“Are you serious, Addie?” He pushed off the bed and returned to the window.

“Look, this town was always made up of kind people who meant well. I’m not denying that.

And I don’t know what it’s like now. But back then?

” He shook his head and leaned against the wall, facing me.

“Maybe they would have accepted her, maybe they wouldn’t have, but she felt like she had to get out.

And let’s not revise history here and forget that at various times for various reasons we all felt that way.

I was the only person she knew outside of Adelaide Springs, so I was the person she tracked down.

And then from that point on, we were both so focused on what we could accomplish together that we never turned back. ”

He was right, of course. We’d been blessed to grow up in a community in which you didn’t lock your door at night and everyone

knew everyone. Everyone looked out for everyone. But there weren’t ever any big surprises. If you were one of them, they would

fight to the death for you. And if you weren’t? Well, I wasn’t aware of anyone ever being run out of town or anything like

that, but new people didn’t usually stick around. And as painful as it was to admit, it probably wasn’t just because you had

to drive nearly an hour to pick up a decent pizza.

“Okay, but then she left. She was at Yale. She was in Washington. DC is not Adelaide Springs, Wes. She could have—”

“Well, now , sure. Maybe,” he added a little less confidently. “But this was twenty years ago.”

I sighed. “Of course. You’re right.” I’d been a woman in the military and then in the intelligence community long enough to

understand that even those who advocated for change and had the power to do something about it sometimes—all too often—still

fell back on asking the only person in the room wearing a skirt—who outranked at least a few of the men with empty cups—to

pour the coffee. And it hadn’t been anywhere near twenty years ago that my compliant pouring had last been followed up with,

“Thanks, hon.” My circumstances and Wray’s may have differed, but I could understand her desire to keep those circumstances

from interfering with the things she wanted to accomplish.

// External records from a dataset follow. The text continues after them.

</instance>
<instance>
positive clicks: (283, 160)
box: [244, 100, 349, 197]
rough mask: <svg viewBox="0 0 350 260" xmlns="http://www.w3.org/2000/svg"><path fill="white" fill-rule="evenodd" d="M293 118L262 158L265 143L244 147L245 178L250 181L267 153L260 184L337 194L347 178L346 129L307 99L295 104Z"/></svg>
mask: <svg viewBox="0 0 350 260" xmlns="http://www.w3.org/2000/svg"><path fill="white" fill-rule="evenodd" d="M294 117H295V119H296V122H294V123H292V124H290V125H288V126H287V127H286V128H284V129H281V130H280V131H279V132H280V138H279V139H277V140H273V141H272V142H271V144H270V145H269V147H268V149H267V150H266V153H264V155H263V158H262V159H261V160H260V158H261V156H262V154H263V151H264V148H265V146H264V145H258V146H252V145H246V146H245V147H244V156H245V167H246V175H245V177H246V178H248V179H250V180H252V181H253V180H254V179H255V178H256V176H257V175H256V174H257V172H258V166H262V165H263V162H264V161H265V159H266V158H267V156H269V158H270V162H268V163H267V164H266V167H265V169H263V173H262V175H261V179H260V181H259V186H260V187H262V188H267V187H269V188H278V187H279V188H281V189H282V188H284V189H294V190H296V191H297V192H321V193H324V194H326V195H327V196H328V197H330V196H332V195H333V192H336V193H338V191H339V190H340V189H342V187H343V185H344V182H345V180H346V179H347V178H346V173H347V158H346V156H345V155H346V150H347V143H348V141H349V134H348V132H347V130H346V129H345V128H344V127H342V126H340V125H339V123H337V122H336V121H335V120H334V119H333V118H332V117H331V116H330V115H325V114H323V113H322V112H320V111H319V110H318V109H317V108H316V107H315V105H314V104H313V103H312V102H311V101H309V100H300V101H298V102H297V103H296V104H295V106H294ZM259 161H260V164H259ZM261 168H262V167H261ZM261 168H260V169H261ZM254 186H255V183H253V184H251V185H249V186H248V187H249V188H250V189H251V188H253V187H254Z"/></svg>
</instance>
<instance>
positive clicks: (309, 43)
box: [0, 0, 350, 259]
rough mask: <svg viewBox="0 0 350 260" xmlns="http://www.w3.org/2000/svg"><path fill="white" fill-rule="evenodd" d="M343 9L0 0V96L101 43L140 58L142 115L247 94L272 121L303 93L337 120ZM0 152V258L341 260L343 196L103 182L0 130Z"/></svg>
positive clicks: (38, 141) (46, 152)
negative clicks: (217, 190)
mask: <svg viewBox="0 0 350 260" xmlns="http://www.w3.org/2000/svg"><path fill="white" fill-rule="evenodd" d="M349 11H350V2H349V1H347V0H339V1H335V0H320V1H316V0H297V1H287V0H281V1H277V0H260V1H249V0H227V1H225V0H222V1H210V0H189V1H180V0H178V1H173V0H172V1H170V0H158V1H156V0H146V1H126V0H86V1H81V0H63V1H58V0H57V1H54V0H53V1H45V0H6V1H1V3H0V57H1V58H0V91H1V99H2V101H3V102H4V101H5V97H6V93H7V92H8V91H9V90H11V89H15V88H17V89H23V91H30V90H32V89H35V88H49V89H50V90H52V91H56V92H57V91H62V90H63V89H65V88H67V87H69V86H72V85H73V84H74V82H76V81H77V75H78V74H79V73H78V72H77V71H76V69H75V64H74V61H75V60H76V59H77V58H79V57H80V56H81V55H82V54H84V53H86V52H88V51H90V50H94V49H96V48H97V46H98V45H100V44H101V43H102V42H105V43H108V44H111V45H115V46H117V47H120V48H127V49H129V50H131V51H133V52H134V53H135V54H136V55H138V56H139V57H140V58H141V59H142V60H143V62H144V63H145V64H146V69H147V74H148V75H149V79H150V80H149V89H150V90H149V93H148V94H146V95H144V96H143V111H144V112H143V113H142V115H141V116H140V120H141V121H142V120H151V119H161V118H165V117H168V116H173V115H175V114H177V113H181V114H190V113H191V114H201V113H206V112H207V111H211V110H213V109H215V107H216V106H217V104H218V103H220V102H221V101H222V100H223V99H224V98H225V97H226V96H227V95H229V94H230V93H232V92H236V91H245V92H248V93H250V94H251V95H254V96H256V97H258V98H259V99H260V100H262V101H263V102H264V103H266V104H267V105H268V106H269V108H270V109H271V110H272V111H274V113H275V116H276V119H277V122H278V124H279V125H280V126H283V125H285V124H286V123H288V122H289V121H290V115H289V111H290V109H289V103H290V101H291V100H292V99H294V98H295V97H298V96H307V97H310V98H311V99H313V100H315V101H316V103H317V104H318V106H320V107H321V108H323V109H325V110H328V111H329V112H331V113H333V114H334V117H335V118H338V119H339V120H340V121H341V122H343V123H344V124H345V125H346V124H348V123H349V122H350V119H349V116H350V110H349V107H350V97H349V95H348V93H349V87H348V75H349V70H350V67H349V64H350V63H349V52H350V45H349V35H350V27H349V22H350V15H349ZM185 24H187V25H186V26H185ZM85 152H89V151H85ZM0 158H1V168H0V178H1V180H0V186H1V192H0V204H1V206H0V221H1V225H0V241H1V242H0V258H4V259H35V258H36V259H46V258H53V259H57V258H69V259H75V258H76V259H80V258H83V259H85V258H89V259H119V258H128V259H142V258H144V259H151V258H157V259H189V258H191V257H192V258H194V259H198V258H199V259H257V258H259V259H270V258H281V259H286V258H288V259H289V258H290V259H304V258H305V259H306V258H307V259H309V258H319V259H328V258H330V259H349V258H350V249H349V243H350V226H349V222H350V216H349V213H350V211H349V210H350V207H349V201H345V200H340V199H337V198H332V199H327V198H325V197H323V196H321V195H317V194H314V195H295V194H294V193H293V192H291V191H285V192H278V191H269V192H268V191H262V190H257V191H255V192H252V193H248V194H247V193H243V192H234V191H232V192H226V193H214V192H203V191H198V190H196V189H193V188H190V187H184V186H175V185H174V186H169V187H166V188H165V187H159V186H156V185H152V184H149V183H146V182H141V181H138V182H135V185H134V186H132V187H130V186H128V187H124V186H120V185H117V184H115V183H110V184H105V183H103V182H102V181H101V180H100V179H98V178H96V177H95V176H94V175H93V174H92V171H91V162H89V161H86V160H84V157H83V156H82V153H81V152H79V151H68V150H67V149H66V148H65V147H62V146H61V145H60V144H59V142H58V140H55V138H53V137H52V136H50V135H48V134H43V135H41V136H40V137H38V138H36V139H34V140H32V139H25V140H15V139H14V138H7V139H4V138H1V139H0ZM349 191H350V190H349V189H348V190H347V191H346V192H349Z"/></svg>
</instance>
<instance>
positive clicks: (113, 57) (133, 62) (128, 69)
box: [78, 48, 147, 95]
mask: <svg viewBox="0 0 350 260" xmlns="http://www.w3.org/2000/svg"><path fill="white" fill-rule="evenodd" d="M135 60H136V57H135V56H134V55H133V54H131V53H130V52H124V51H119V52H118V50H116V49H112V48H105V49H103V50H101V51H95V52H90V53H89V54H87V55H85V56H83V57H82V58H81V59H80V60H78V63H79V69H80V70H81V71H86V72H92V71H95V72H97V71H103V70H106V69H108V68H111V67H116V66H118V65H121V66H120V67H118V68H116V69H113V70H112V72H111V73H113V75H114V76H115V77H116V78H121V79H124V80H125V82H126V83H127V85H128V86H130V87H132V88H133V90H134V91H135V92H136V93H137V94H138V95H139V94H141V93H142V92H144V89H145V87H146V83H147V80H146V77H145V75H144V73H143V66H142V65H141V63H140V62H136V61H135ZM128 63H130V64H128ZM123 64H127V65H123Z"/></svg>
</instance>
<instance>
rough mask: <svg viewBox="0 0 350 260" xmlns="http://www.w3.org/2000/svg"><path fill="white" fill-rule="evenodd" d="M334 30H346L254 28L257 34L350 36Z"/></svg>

“By the time the world—or at least DC—might not have cared quite as much, we were pretty settled in.” He stuffed his hands into the pockets of his slacks.

“Neither of us forced the other into anything we didn’t want.

It was not traditional, and maybe it isn’t what other people in our situation would have done, but we got to focus on the work, and that was what mattered to us.

It worked for us. Really. For a long time. Until... well, until it didn’t.”

“What changed?”

He sat back on the bed, this time against the headboard with his knees propped up against his chest. “Would you believe it

was a potent combination of cancer and Brynn Cornell?” He laughed gently.

“What? What does Brynn have to do with any of this?”

“Cancer makes you reevaluate everything. At least it made Wray reevaluate everything. Not the choices she’d made—the choices

we had made—just why we had made them. She began seeing my father a little more for what he was, and she saw how long we’d both

been ignoring our scars rather than trying to get any healing from them. And then everything that happened with Brynn on Sunup , putting down Adelaide Springs and everything, happened, and she—Wray, I mean—forced us to have a conversation we’d managed

to avoid for fifteen, sixteen years or so.”

“About what?”

He wrapped his arms around his knees, and one corner of his mouth rose in a half smile. “You, mostly.”

“Me?”

“Yeah. You. And Andrea. Cole. Laila. Jo. Everybody, I guess. But yeah... you.”

I didn’t have to ask for more details. Not that I would have anyway, of course, but there was no need. I didn’t know what

pain he had been dealing with. What unresolved emotions he may have needed to tackle. But I understood that he and Wray had

finally had a conversation equivalent to the one Joel and I had in the meadow.

And let the healing begin.

“So if that’s not the story, Wes, what’s the story? I don’t understand. No one knew she was gay. You said it’s not about an

affair. No one knew the two of you were anything other than a perfect DC power couple on their way to the White House.”

“Exactly. We were a perfect DC power couple, and when she died, I was the perfect grieving widower. The perfect grieving widower who experienced an unprecedented bump in the polls, it’s worth mentioning.

You could even argue that I’m the front-runner because of how perfect Wray and I were together and because of how perfectly destroyed I was when I lost her. ”

“Okay, yeah, so? It’s not like you murdered her to get ahead in the polls. I mean, you didn’t, right?”

He chuckled. “No. I didn’t. But pretty soon it’s going to leak that while my wife was on her deathbed, finally losing her

brave battle with breast cancer, hooked up to machines and having only a couple of weeks left to live, I walked myself down

to the courthouse and filed for divorce. And that’s something everyone on both sides of the aisle can agree is pretty unforgivable.”